Table of Contents
- Requirements
- Notes & Disclaimers
- Instructions
- Special note for IIS users
- Introduction
- “Include” List Method
- “Exclude” List Method
- “File and Directory Check” Method
- Explanation
- Got it working
- Final Notes
- Removing Template Group and index.php from URL
- .htaccess
- Note on robots.txt
- Control Panel Setup
- Caveats
- Added code to take care of EE CSS under some server setups
- Note on SSL
Requirements
To complete this tutorial you will need:
* A host/server using Apache or IIS for the webserver
* Access to your .htaccess (Apache) file or httpd.conf (IIS) file in your root EE directory
* Mod_rewrite enabled on your server (Apache on Windows or Linux)
* ISAPI_Rewrite enable on your server (IIS for Windows Only!)
Notes & Disclaimers
——-
Alternative: Renaming your index.php file
As an alternative to this tutorial you might also want to look into a elegant
and fairly easy way to rename (or copy) your index.php file to something you like.
Like “gowild” in this example: http://www.example.com/gowild/weblog
see: http://expressionengine.com/docs/installation/renaming_index.html
——
If using IIS, you can accomplish this using ISAPI_Rewrite, see this thread. There is also a free ISAPI Rewrite module (Microsoft Permissive License)and instructions for using it in this thread.
If using Apache on both Windows and Linux you will need to have mod_rewrite module enabled and active.

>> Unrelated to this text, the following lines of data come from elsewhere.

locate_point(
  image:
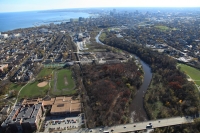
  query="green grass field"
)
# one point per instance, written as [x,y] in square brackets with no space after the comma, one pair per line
[65,75]
[45,72]
[102,36]
[162,27]
[192,72]
[65,83]
[32,90]
[14,86]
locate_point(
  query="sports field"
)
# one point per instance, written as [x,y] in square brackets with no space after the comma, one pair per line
[32,89]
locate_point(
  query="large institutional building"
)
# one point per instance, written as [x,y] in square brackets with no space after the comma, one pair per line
[28,114]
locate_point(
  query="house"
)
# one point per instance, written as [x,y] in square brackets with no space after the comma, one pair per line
[24,117]
[3,66]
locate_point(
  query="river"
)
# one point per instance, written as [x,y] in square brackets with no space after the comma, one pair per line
[137,110]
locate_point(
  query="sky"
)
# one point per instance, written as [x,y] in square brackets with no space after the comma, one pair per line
[29,5]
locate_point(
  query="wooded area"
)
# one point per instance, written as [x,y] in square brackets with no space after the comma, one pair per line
[170,93]
[110,89]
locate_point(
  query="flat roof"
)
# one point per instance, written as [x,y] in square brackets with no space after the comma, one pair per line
[76,107]
[56,108]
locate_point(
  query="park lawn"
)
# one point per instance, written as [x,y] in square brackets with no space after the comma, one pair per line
[162,27]
[191,71]
[14,86]
[61,81]
[45,72]
[31,90]
[102,36]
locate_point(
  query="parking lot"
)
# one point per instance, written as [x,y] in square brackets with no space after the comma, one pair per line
[63,124]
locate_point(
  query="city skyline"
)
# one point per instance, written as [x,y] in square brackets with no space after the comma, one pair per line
[31,5]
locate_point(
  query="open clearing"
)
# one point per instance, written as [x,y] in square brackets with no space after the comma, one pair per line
[193,73]
[63,83]
[32,90]
[42,84]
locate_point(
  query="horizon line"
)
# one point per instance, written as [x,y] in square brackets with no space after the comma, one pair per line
[93,8]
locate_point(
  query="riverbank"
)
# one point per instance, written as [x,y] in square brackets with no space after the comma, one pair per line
[136,109]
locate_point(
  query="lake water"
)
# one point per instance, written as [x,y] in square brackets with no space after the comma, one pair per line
[15,20]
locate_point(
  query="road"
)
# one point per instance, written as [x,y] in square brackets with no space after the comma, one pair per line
[142,125]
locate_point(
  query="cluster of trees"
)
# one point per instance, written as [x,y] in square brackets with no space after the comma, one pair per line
[169,87]
[110,88]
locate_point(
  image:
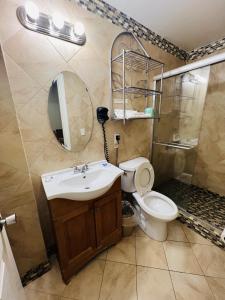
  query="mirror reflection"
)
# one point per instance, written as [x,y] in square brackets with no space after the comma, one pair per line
[70,111]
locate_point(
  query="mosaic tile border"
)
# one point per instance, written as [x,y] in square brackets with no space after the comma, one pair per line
[201,227]
[117,17]
[206,50]
[36,272]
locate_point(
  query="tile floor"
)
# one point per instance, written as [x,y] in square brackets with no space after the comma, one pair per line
[186,266]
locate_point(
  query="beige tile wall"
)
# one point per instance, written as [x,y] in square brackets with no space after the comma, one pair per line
[16,191]
[33,61]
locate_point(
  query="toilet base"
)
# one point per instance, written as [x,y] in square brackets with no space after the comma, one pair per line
[154,228]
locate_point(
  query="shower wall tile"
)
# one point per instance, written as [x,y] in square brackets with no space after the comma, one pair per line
[32,62]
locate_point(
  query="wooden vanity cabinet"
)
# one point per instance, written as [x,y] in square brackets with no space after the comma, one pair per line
[85,228]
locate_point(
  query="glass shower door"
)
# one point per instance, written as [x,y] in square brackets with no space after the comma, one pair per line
[176,133]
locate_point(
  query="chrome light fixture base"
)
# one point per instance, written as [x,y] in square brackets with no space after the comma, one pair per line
[45,25]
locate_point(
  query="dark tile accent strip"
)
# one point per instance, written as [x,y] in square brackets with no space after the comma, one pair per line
[36,272]
[117,17]
[206,50]
[201,227]
[200,209]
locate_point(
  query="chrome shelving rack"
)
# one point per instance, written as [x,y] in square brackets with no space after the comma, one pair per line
[136,62]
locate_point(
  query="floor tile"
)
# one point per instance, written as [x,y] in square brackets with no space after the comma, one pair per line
[180,257]
[51,282]
[124,251]
[87,283]
[139,232]
[189,286]
[150,253]
[149,283]
[102,255]
[35,295]
[211,259]
[194,237]
[119,282]
[175,232]
[217,286]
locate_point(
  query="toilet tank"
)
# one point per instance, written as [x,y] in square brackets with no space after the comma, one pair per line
[129,167]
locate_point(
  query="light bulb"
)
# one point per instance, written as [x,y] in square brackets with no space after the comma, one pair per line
[58,20]
[79,29]
[32,10]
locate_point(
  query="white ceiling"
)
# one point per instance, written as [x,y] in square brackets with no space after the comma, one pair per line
[188,24]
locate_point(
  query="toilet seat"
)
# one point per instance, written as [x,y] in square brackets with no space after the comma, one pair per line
[157,205]
[144,178]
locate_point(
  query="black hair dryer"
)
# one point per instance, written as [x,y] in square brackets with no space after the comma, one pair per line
[102,117]
[102,114]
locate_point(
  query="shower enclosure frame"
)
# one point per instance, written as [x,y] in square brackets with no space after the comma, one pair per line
[181,70]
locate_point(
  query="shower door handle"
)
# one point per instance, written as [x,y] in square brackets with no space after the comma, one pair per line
[7,221]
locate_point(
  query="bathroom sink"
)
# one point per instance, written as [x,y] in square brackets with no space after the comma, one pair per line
[93,183]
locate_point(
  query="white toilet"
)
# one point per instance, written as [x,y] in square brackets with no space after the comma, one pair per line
[154,210]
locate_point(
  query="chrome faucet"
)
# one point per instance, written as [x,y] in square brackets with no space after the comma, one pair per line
[76,169]
[84,168]
[81,169]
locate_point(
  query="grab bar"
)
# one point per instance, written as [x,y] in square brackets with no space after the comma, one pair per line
[175,145]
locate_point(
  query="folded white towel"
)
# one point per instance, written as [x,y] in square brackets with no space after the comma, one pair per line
[129,114]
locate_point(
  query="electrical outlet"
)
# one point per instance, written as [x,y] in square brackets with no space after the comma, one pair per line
[116,139]
[119,101]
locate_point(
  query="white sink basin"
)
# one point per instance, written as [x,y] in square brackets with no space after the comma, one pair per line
[65,184]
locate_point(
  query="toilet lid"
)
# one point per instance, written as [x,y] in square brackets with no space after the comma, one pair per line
[144,178]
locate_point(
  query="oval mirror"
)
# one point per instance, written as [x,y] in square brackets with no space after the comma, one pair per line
[70,111]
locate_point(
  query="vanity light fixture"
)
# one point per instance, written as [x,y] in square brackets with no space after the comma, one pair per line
[30,17]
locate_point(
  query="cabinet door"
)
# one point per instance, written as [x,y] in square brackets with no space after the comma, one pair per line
[108,219]
[76,240]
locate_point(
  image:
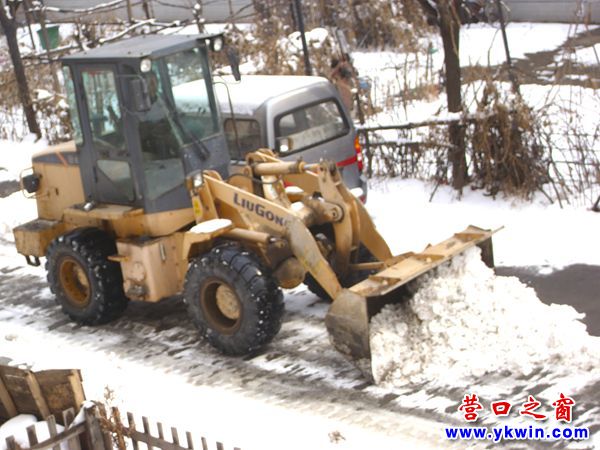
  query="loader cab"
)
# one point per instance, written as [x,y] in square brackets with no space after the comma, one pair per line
[144,115]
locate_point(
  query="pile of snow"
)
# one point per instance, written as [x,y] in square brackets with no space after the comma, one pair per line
[16,156]
[17,427]
[463,322]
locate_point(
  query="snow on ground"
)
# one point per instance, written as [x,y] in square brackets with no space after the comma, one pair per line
[534,234]
[588,55]
[16,156]
[481,44]
[464,322]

The code contained in this section was posted on the EE forums, we claim no credit for it and no responsibility for what happens if you choose to use it. Mod_rewrite can be a tricky thing, so if you run into problems, search the forums, and otherwise you’re on your own! :)
Instructions
Special note for IIS users
All of these methods have been tested and work on both IIS and Apache for both mod_rewrite and isapi_rewrite. For IIS you will need to change .htaccess to httpd.conf and it will still remain in your local root EE install directory. Please remember IIS users where you see .htaccess remember it should be httpd.conf. Linux users there is no change in your directions. If the httpd.conf method does not work for you then you will need to contact your hosting provider and ask them what your configurations file name should be.
Introduction
Here’s a simple explanation of what we’re going to do:
To remove “index.php” from your URLs we need to tell the server to parse all files as though they did have “index.php” in the URL, but just not show it to the user. We also need to tell the server to either treat *all* requests this way except those in specified EE Template Groups (exclude method) OR to *only* parse files within certain directories (EE template groups) this way (include method). (A third method, which removes index.php if the file or directory called does not exist, may have ramifications for how your site will be ranked by search engines.)
All three of these methods were developed by the users on the ExpressionEngine forums.
“Include” List Method
RewriteEngine on
RewriteCond $1 ^(weblog|member|search|Forum_Name|TemplateGroup_4_Name|TemplateGroup_5_Name|P[0-9]{2,8}) [NC]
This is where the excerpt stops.